My paranoid (or conspiracy theorist) mind has an additional concern, though. For all that the stolen bars can be traced by their product codes, those bars would make excellent devices with which to attack children by inserting nefarious items into the bars, items ranging from drugs to ground glass to metal shavings or staples. Keep in mind the dangers of Halloween candies. This could become an extension of that.

More Child Abuse

This one by the New Jersey-domiciled Westwood Regional School District Board of Education. The school district, in contradiction of a Supreme Court decision in a heavily similar California case, Mirabelli v Bonta, that held California school policies that froze parents out of their children’s transitioning decisions while in school and facilitated those transitions behind the children’s parents’ backs, is doing precisely that. The Westwood school district is facilitating the transition of children in its schools and doing so behind their parents’ backs.

The Thomas Moore Society, the entity that got the initial ruling against Bonta, has warned Westwood that if it does not reverse its position promptly (14 April is the Society’s deadline), it will bring suit to effect that reversal.

It’s time, too, say I, to move beyond mere civil cases against such entities and to start bringing criminal charges against the personnel running such entities for their determined child abuse practices. These surgeries, hormonal treatments, even simply facilitating dress and verbal transitionings in children are blatant abuses of the children. Other forms of abuse of children are felonies; so should these be.

Typically Progressive-Democrat Distortion

Recall the brutal murder of Sheridan Gorman, a young college student of Loyola University, allegedly committed by Jose Medina, an illegal alien from Venezuela (whom the Chicago Tribune dishonestly called a “migrant”). Chicago Progressive-Democrat Alderman, Maria Hadden, representing Loyola’s neighborhood of Rogers Park, said this:

The big question from people is always the “why.” And this why seems to have just been a senseless wrong place, wrong time tragedy.

She was referring to Gorman, the victim, as having been in the wrong place, wrong time. This is an especially perfidious, cynically offered distortion. Gorman wasn’t in the wrong place at the wrong time; she was where she was at the time she was there. Full stop.

The person who was in the wrong place at the wrong time was Medina who, as an illegal alien (guilty of the crime or not), had no business being there or anywhere else in the United States at that time or at any other time.

Full stop.

Have They Really?

The Liaison Committee on Medical Education is a major medical school accreditor and a serious DEI polluter of medical schools with its demands that

doctors-in-training “learn to recognize and appropriately address biases in themselves, in others and in the healthcare delivery process.”
Medical schools were told that their curriculum should include content about “the diverse manner in which people perceive health and illness” and the “basic principles of culturally competent healthcare.”
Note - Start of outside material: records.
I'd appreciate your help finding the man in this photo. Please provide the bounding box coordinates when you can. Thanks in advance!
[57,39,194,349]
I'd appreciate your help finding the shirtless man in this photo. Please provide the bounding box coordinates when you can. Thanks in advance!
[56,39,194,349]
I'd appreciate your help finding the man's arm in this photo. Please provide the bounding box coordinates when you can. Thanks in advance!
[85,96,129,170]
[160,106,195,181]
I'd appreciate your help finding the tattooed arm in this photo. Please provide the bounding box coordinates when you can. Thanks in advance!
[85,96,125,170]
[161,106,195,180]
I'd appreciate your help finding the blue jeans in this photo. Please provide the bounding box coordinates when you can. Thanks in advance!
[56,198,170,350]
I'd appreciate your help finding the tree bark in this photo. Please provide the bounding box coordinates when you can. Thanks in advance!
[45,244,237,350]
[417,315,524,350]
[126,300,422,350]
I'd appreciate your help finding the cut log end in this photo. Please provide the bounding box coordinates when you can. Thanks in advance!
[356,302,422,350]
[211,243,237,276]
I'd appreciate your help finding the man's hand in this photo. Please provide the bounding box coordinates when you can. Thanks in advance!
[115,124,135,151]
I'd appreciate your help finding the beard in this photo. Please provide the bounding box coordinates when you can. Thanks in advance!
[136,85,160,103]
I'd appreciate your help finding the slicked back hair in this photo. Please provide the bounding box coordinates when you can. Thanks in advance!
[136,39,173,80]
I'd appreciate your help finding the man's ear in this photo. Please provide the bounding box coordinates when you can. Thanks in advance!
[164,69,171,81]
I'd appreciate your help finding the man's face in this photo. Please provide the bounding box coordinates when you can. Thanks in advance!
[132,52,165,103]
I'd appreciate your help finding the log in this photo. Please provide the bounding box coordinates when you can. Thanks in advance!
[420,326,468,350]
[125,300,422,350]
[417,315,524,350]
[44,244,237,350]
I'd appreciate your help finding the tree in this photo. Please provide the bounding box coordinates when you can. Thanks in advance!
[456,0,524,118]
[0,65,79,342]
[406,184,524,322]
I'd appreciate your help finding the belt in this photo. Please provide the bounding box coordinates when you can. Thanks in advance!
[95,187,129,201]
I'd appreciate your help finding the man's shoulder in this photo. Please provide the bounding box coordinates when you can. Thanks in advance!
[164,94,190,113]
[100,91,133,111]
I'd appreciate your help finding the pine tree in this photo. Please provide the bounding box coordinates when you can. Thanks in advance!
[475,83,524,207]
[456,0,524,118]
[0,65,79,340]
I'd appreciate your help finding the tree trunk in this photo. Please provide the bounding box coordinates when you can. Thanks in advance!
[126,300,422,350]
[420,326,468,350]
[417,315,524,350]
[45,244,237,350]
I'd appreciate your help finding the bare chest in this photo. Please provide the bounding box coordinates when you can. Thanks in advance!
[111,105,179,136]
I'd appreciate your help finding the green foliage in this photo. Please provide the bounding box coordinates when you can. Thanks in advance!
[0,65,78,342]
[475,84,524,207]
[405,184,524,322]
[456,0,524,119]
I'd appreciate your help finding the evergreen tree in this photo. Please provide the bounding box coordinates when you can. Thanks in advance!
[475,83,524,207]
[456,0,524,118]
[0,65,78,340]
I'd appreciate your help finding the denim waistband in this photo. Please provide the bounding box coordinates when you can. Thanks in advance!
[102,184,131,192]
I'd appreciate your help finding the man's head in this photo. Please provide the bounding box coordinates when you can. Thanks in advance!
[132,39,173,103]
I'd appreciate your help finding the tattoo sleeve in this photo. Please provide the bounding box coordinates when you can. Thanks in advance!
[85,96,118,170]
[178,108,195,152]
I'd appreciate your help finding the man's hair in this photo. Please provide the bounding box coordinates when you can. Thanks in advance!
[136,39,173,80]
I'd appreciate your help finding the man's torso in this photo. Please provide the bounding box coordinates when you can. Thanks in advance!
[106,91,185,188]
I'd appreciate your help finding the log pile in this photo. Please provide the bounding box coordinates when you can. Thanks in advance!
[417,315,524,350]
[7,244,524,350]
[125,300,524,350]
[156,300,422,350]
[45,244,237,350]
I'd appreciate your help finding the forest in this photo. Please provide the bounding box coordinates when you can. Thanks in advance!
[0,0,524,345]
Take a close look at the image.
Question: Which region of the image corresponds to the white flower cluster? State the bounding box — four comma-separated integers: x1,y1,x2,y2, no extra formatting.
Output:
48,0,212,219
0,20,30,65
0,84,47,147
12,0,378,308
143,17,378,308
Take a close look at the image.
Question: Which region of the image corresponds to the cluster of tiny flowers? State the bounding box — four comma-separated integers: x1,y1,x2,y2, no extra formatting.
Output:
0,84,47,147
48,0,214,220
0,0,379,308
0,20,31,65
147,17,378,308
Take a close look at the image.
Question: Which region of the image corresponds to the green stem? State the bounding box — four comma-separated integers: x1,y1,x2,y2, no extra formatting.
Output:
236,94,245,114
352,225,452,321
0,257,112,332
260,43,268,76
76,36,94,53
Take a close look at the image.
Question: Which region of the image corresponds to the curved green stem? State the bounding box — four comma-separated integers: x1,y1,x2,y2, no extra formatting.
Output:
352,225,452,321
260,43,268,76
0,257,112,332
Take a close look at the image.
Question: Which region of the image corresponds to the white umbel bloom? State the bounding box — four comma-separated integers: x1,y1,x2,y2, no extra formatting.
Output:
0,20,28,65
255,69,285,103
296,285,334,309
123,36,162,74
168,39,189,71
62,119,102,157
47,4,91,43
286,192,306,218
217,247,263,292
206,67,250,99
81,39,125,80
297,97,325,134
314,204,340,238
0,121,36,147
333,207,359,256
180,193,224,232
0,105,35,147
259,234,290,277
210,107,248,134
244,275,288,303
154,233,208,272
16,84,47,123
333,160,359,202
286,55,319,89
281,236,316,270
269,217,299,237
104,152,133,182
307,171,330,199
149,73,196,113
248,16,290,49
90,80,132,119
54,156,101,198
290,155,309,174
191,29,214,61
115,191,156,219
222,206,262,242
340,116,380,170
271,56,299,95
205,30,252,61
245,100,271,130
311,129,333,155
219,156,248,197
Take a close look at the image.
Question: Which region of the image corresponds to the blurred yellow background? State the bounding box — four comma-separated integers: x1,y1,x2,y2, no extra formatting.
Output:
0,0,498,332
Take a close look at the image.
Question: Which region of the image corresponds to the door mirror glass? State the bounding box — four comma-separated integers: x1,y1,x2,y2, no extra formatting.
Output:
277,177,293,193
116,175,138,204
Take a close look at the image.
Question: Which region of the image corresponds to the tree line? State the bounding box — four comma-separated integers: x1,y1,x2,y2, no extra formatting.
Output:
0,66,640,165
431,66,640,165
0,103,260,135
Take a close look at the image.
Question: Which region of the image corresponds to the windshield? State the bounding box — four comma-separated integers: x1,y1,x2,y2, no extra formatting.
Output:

As the WSJ‘s editors noted, although not as bluntly, those demands are intrinsically racist and sexist, and when implemented in place of merit, medical student competence suffered badly.

Now the LCME has quietly removed diversity, equity, and inclusion (DEI) protocols from its official guidance.

But has it? Or has LCME simply stopped talking overtly about pushing the schools it accredits to include DEI criteria in their teaching and student selection criteria while continuing the pressure behind the scenes? The same personnel who imposed that broad bigotry in the first place are still in place.